Whether used in place of pickled ginger or on its own, lemon juice is an essential ingredient for balancing flavors and making your food pop. Keep a bottle in your fridge, and you’ll find endless uses for this versatile substitute.

Pickled Red Onions

Beef tacos with chopped parsley and pickled red onions served on plate next to three slices of lime

Pickled red onions are another great stand-in that I use quite often. Their tangy, vinegary flavor pairs perfectly with many of the same foods as ginger, like sushi, grilled meats, and fresh salads.

To make quick pickled red onions:

  1. Simply slice 2-3 red onions into thin half-moons.
  2. Combine 1/2 cup rice vinegar or cider vinegar, 1/4 cup water, 2 tablespoons sugar, and 1/2 teaspoon salt in a jar.
  3. Add the onion slices, seal, and shake to combine.
  4. Refrigerate for at least 30 minutes before eating. The onions will last up to 2 weeks.

I like to add extras to boost the flavor of my pickled red onions. A few peppercorns, a bay leaf, or a pinch of red pepper flakes provide subtle heat and spice. For a milder flavor, you can also experiment with different vinegars, like champagne or white balsamic vinegar.

Pickled red onions make a great topping for burgers, tacos, sandwiches, and grain bowls in place of pickled ginger. 

For an easy appetizer, serve the pickled red onions with soft, spreadable cheese like goat cheese, ricotta salata, or cream cheese on toast points or crackers. They are also deliciously stuffed into deviled eggs or as a condiment for charcuterie boards.

Spicy Kimchi

Kimchi is one of my favorite pickled ginger substitutes. The spicy and sour Korean side dish adds a kick to any meal. Made from fermented napa cabbage, kimchi gets its heat from chili peppers and its tartness from ingredients like garlic, scallions, and fish sauce.

When I want to spice up a bland rice and veggie bowl, I top it with a spoonful of kimchi. The chili-infused cabbage livens up the whole dish. Kimchi also pairs perfectly with lettuce wraps, adding flavor to the fresh veggies and meat inside. For quick kimchi fried rice, I sauté day-old rice, kimchi, garlic, and eggs — it’s a one-pot (skillet, actually) meal packed with flavor.
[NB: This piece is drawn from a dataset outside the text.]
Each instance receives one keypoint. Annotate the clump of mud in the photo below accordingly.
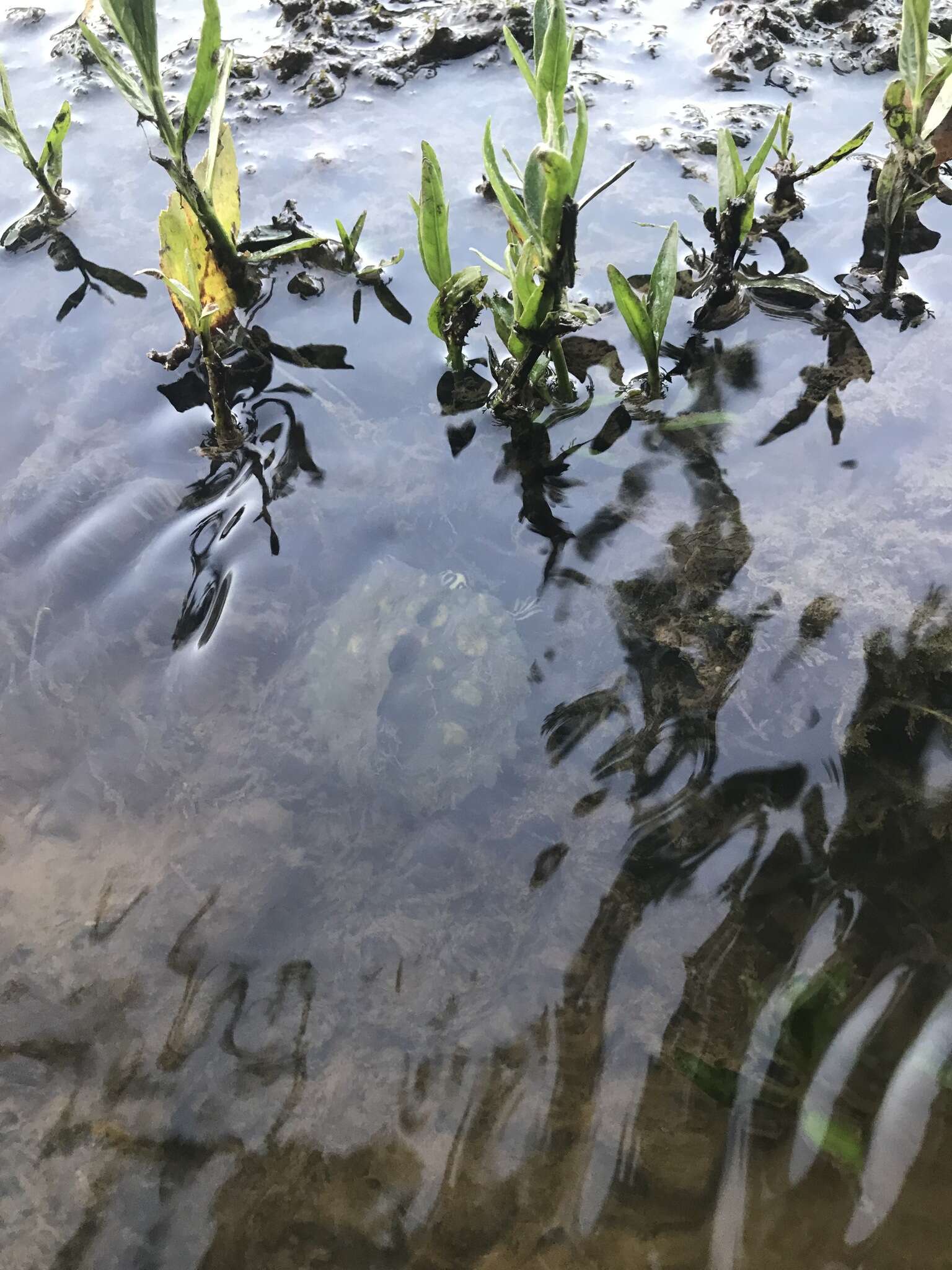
(324, 43)
(788, 40)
For a unique twist, I make kimchi deviled eggs, mixing the fermented napa cabbage into the yolk filling. The creamy eggs temper the chili heat, combining two flavors you wouldn’t expect.

Whether used as a condiment, ingredient, or topping, kimchi is a versatile substitute for pickled ginger. 

Rice Vinegar

Composition with Rice Vinegar on Table

Rice vinegar, made from fermented rice wine, has a subtle sweetness that complements many Asian-inspired dishes.
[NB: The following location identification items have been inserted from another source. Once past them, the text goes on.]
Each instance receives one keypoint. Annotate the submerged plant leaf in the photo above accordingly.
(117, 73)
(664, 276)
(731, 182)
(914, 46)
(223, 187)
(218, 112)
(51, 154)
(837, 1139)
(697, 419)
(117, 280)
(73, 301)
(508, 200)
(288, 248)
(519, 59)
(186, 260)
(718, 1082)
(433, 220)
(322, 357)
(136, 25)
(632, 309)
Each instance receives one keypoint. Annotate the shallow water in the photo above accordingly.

I like to use rice vinegar when I want just a hint of tangy flavor without overpowering the other ingredients. For example, rice vinegar pairs nicely with marinades and dressings for salads with delicate greens. It’s also great splashed into noodle soups or added to dipping sauces for dumplings.

Compared to the bright pink pickled ginger, rice vinegar has an understated flavor that fades into the background, making it ideal for dishes where you want the main ingredients, like fresh vegetables, herbs, and spices, to shine through. 

For the best flavor, choose an unseasoned rice vinegar. Seasoned varieties have added sugar and salt, which can overpower some dishes. Unseasoned rice vinegar allows you to control the flavor and seasoning in your recipe.